Towards VM Rescheduling Optimization Through Deep Reinforcement Learning
Xianzhong Ding, Yunkai Zhang, Binbin Chen, Donghao Ying, Tieying Zhang, Jianjun Chen, Lei Zhang, Alberto Cerpa, Wan Du
TL;DR
The paper tackles VM rescheduling in data centers under stringent inference-time constraints by formulating an RL-based solution, VMR$^2$L, that uses a two-stage action decomposition, sparse attention for scalable relational state representations, and risk-seeking evaluation to trade latency for solution quality. It demonstrates that VMR$^2$L can achieve FR close to a near-optimal MIP while delivering decisions in seconds, vastly outperforming heuristic baselines and traditional optimization approaches in large-scale settings. The authors provide extensive evaluations across real datasets, multiple constraints, mixed objectives, and broad generalization scenarios, and they release datasets and an RL gym environment to facilitate further research. The practical impact is a scalable, adaptable VM rescheduling framework capable of reducing fragmentation in industrial data centers without sacrificing latency budgets, with direct applicability to production environments and potential for broader system optimization use.
Abstract
Modern industry-scale data centers need to manage a large number of virtual machines (VMs).
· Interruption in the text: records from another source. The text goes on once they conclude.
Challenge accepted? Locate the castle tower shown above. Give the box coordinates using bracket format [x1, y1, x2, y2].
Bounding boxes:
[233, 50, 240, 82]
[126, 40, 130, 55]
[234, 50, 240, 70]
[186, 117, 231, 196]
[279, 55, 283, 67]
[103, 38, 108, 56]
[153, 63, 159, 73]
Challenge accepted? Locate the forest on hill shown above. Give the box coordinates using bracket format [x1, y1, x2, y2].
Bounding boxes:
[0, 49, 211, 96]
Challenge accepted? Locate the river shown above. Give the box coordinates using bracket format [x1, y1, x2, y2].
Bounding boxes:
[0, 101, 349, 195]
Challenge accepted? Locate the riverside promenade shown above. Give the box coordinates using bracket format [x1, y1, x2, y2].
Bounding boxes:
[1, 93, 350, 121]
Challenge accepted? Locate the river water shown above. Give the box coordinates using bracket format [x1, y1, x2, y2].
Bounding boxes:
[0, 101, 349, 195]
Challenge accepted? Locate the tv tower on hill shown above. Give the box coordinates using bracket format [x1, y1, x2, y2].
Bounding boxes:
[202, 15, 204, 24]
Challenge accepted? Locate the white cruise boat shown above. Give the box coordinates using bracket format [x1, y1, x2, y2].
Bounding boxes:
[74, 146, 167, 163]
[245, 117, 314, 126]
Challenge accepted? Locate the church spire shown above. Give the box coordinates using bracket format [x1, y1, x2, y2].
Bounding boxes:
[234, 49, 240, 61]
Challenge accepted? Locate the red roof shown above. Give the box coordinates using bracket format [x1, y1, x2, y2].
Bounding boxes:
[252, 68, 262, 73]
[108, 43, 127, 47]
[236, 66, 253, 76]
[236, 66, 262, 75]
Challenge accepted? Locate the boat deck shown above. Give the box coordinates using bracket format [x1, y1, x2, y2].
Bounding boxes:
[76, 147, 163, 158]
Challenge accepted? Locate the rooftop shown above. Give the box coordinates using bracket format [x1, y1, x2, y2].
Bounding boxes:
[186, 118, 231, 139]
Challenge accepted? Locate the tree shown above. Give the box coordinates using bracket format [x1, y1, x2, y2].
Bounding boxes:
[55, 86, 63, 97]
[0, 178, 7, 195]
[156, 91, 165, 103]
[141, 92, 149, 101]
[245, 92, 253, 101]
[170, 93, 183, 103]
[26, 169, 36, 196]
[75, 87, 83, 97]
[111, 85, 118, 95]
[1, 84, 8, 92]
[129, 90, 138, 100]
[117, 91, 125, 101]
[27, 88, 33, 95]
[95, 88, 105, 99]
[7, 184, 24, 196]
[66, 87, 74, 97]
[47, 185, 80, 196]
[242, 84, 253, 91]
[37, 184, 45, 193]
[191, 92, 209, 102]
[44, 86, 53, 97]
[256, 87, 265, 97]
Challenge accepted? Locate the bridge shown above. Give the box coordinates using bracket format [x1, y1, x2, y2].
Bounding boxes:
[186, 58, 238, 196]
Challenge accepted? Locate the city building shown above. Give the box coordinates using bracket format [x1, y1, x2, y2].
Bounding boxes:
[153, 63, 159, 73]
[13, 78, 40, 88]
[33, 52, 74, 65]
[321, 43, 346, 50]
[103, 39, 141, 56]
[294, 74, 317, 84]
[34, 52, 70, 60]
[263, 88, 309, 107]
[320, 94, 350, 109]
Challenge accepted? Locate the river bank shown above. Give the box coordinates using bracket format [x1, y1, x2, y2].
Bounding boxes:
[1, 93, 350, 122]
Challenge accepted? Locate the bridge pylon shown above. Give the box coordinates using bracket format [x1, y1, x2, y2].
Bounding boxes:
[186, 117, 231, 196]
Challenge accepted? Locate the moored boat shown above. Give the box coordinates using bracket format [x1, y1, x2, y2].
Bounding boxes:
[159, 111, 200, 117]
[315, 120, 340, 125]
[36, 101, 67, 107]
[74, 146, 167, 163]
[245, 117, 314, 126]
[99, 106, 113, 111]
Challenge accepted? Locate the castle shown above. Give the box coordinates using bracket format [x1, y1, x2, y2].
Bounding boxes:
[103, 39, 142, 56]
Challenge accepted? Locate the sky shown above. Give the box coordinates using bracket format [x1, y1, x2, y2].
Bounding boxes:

Due to the continual creation and release of VMs, many small resource fragments are scattered across physical machines (PMs). To handle these fragments, data centers periodically reschedule some VMs to alternative PMs, a practice commonly referred to as VM rescheduling. Despite the increasing importance of VM rescheduling as data centers grow in size, the problem remains understudied. We first show that, unlike most combinatorial optimization tasks, the inference time of VM rescheduling algorithms significantly influences their performance, due to dynamic VM state changes during this period. This causes existing methods to scale poorly. Therefore, we develop a reinforcement learning system for VM rescheduling, VM2RL, which incorporates a set of customized techniques, such as a two-stage framework that accommodates diverse constraints and workload conditions, a feature extraction module that captures relational information specific to rescheduling, as well as a risk-seeking evaluation enabling users to optimize the trade-off between latency and accuracy. We conduct extensive experiments with data from an industry-scale data center. Our results show that VM2RL can achieve a performance comparable to the optimal solution but with a running time of seconds. Code and datasets are open-sourced: https://github.com/zhykoties/VMR2L_eurosys, https://drive.google.com/drive/folders/1PfRo1cVwuhH30XhsE2Np3xqJn2GpX5qy.